Sunday, August 19, 2007

The musical genius of Nathan Tanouye

FROM AN EMAIL I JUST SENT AROUND TO THE GUYS

The first time I heard the opening flourish strains of Nathan Tanouye's title cut ("Crossings") on his Russ Freeman CD project (last tune on the disk), I was immediately struck by inescapable imagery of "Saving Private Ryan," and I thought, 'jeez, this cat oughta be writin' film scores.'

So, tonight I'm pissin' around in iMovie (in between trips to the hospital to deal with my Ma), copped a few D-Day stills off the 'net, and assembled them with a few of my own, culled the first 75 seconds of "Crossings" audio, and just threw it all together to make my point.

No frills. Just took the default 5 second frames with the slow zoom-ins (which gets old, I know. Ken Burns I'm not right now), no cross-dissolves, or trying to map the edits to various beats or notes (you can overdo that, anyway; reflexive editing tightly to downbeats is the sign of an anal hack). Interesting how some of it just "works" passably outa the chute.

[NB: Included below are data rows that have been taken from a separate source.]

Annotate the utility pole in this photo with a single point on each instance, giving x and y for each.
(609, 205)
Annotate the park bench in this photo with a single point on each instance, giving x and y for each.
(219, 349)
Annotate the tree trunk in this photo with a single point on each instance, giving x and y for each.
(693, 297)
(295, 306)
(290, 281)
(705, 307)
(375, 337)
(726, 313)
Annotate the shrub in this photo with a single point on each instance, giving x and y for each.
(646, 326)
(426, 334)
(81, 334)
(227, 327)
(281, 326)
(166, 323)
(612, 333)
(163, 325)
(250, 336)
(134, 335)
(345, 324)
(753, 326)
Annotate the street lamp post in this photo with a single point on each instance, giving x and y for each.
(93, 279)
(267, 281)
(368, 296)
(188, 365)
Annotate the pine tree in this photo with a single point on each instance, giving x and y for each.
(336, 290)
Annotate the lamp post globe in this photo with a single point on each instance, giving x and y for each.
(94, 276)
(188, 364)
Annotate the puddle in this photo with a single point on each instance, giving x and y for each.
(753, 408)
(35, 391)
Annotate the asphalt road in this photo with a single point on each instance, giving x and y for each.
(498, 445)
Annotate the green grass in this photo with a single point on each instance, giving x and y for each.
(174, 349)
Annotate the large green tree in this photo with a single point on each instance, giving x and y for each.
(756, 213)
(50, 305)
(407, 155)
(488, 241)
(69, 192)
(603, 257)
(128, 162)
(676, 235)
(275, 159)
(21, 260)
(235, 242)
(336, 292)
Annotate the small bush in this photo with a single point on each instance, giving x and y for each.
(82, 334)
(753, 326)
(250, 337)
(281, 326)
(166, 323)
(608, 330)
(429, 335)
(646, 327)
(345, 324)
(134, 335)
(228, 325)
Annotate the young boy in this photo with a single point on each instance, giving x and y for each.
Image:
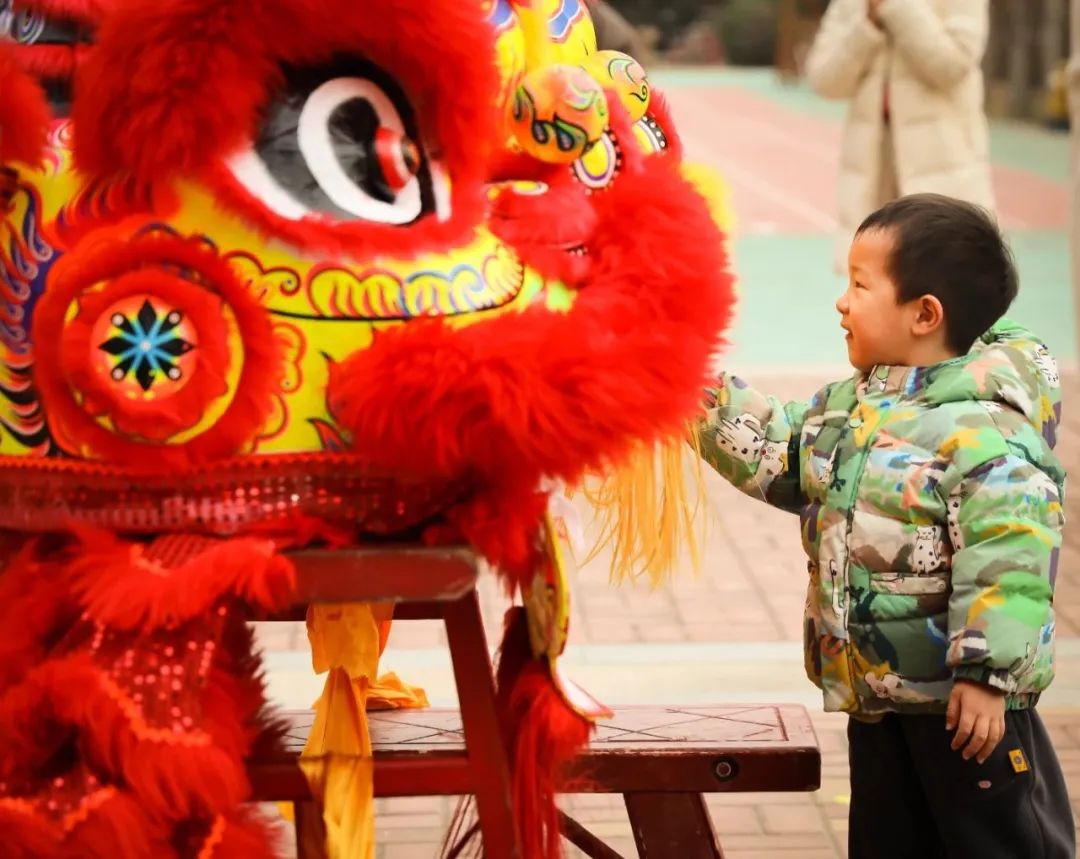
(931, 508)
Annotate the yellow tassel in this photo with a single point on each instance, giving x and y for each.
(646, 512)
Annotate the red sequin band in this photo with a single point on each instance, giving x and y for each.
(48, 495)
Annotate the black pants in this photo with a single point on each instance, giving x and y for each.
(912, 795)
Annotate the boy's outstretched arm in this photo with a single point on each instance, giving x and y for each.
(1006, 524)
(753, 441)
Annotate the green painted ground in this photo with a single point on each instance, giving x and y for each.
(786, 320)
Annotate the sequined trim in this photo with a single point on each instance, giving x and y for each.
(214, 839)
(44, 495)
(90, 804)
(194, 739)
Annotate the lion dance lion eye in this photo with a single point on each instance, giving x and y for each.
(339, 141)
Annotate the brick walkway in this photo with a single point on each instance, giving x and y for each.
(732, 630)
(752, 826)
(750, 590)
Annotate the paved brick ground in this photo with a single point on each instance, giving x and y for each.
(751, 826)
(750, 589)
(751, 586)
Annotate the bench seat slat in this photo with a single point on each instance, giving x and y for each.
(643, 749)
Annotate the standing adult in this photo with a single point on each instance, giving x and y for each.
(912, 71)
(1074, 86)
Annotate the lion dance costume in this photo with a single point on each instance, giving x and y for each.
(285, 272)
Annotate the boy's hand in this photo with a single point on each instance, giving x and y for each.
(977, 713)
(874, 12)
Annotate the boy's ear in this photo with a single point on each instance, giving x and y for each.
(930, 316)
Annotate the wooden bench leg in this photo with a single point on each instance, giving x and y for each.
(480, 719)
(669, 824)
(310, 831)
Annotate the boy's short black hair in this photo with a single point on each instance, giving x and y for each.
(954, 251)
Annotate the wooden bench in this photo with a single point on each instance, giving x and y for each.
(660, 759)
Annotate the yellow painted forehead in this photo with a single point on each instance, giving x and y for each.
(537, 32)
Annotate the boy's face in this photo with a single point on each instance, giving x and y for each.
(878, 327)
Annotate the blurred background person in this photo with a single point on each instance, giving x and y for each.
(912, 70)
(1074, 90)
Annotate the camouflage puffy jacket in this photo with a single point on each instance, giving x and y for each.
(931, 505)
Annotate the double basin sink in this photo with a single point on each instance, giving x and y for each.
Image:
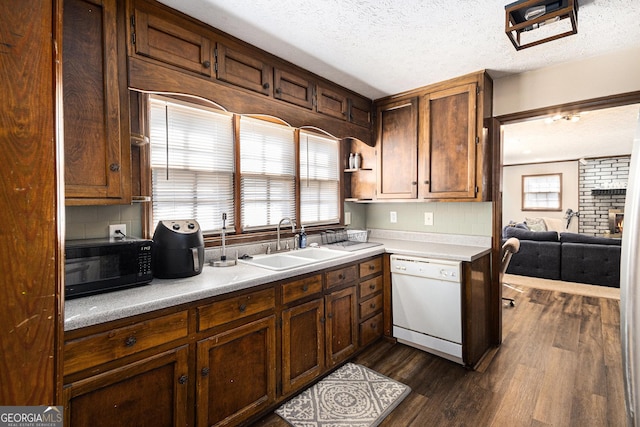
(292, 259)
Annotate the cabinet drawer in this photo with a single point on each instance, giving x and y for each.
(370, 286)
(83, 353)
(220, 312)
(370, 329)
(370, 306)
(342, 276)
(301, 288)
(373, 266)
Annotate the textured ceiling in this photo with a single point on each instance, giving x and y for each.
(383, 47)
(600, 133)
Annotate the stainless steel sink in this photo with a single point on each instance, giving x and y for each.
(293, 259)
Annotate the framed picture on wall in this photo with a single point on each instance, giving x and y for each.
(542, 192)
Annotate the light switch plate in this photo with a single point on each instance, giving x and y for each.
(113, 231)
(428, 218)
(347, 218)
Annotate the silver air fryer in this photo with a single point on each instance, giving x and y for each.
(178, 249)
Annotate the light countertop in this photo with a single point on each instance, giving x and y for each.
(213, 281)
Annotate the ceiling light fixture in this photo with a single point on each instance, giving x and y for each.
(571, 117)
(523, 16)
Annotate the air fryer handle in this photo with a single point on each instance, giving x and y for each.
(196, 259)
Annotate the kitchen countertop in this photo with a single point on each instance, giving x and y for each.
(213, 281)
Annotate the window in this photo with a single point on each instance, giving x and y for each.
(267, 173)
(192, 164)
(542, 192)
(319, 179)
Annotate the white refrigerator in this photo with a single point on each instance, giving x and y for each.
(630, 288)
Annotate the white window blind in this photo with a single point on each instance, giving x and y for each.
(267, 173)
(319, 179)
(192, 164)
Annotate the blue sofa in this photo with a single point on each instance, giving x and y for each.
(570, 257)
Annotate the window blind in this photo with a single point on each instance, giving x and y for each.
(192, 164)
(319, 179)
(267, 173)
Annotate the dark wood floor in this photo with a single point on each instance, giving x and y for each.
(559, 365)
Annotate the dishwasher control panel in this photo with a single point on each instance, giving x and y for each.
(426, 267)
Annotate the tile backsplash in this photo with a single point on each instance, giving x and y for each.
(89, 222)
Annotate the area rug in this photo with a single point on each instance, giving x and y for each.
(352, 396)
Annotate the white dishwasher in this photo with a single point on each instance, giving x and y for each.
(426, 304)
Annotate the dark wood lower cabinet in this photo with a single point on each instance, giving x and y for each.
(236, 373)
(149, 392)
(302, 344)
(342, 334)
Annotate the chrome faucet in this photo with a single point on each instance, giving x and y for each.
(293, 230)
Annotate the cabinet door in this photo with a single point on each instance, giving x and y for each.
(302, 344)
(236, 373)
(96, 142)
(332, 103)
(293, 88)
(447, 166)
(360, 111)
(152, 391)
(243, 70)
(172, 42)
(397, 144)
(341, 320)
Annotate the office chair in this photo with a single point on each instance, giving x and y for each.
(510, 247)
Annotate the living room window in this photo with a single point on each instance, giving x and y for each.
(542, 192)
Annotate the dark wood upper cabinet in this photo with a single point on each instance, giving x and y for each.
(294, 88)
(243, 70)
(173, 42)
(360, 111)
(95, 100)
(397, 145)
(447, 150)
(332, 103)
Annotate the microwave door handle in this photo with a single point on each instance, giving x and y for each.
(196, 259)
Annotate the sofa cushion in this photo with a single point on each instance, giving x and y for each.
(583, 238)
(543, 236)
(536, 259)
(591, 263)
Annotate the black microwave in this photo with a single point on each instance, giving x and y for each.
(95, 266)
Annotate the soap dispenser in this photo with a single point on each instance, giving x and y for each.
(303, 238)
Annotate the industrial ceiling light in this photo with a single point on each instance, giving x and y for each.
(552, 19)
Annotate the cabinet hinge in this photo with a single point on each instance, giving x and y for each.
(133, 29)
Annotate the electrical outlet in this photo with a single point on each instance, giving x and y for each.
(347, 218)
(428, 218)
(113, 231)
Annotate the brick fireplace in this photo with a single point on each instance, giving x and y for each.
(602, 185)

I've not used this app before, it came bundled with my iMac. It's OK, but not ready for Prime Time. (Like me.)

Nathan could easily score for film. I told him that the other day at the Serpentine Fyre rehearsal. I friggin' meant it.

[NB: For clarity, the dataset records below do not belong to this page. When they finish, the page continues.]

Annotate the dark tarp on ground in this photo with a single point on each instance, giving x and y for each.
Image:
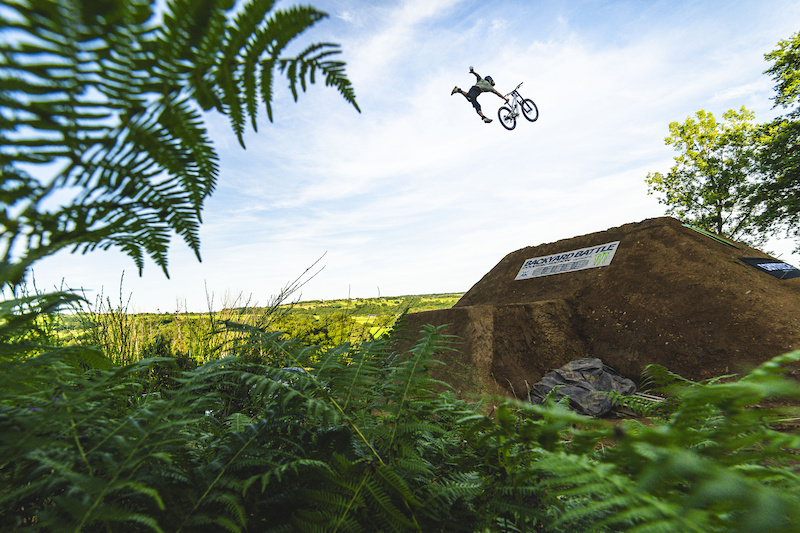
(585, 381)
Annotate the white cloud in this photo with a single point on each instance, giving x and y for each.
(416, 194)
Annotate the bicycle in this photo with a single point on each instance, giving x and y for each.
(508, 115)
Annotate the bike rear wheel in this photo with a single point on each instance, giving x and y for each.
(530, 110)
(507, 118)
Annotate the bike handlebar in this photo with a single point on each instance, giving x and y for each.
(515, 89)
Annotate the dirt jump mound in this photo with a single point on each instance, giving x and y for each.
(656, 291)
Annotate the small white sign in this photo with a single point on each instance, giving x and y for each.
(592, 257)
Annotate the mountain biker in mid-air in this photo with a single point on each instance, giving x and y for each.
(482, 85)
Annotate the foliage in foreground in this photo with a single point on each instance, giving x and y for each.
(365, 440)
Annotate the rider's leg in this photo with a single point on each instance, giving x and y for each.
(477, 107)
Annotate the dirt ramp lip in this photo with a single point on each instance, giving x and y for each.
(671, 295)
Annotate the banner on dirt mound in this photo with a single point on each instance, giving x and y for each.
(592, 257)
(773, 267)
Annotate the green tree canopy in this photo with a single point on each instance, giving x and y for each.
(780, 187)
(713, 182)
(102, 139)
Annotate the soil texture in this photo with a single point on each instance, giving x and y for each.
(672, 296)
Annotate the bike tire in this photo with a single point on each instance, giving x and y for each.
(529, 110)
(507, 118)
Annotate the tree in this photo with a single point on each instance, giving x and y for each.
(102, 140)
(780, 186)
(713, 182)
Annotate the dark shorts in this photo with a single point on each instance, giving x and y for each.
(472, 96)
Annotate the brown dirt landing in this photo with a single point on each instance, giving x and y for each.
(671, 296)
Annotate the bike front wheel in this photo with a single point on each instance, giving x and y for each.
(530, 110)
(507, 118)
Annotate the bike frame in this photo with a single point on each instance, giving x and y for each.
(515, 99)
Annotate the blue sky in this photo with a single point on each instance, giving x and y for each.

UPDATE: OK, just checked. The larger conversion is now uploaded to YoooTooobe.

The Normandy Beach / D-Day cemetery shots are pics I took in 2004 when Cheryl and I went to see the Tour de France. The last shot before the flag coda is me Ma & Pa in the nursing home earlier this year.

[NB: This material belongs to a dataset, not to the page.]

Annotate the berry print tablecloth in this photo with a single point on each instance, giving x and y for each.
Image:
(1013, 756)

My Dad left his leg behind in Europe during WWII, and one of my Mother's brothers was pissin' his britches and throwin' up in one of those D-Day landing craft, so "Saving Private Ryan" kinda shook me up a bit more personally. Only 2 of the 5 Gladd brothers survived the war years.

I'm gonna post the YoooToooobe thingy on the blog with props to Nathan. I have studied the "Crossings" CD intensely, man. It is a MASTERWORK.

Bobby
_____

8/21 UPDATE: I LEARNED A BIT MORE iMOVIE and DID SOME REVISIONS TO THE ORIGINAL YOUTUBE POST:


POST SCRIPT: ON "EDITS"

So Cheryl and I recently went to see the totally amazing Bourne Ultimatum, and then just had to come home and re-watch the first two Bourne flicks for the umpteenth time. So, as I'm watchin' the Bourne Supremacy (the 2nd in the series), the day gig statistician in me is compelled to randomly silently count scene lengths. Maybe 1.5 seconds on average per cut, meaning perhaps 4,500 - 5,000 edits across the entire flick. The edit rate in the new pic is even more frenetic (gotta be 6,000+ edits in that flick). Amazing, the technology and creative effort of film. Man! the work involved.

MONDAY MORNING UPDATE

Is anyone else already sick of this endless Presidential pre-campaign campaign, with its ad nauseum litany of patronizing platitudes and outright weak-assed lies? Enjoy some Robin Williams, LOL!



Calls to mind this 1996 Bill Champlin tune, Party Time in DC (mp3, Jerry Lopez on guitar, Rochon on bass, the awesome "MayDay" CD).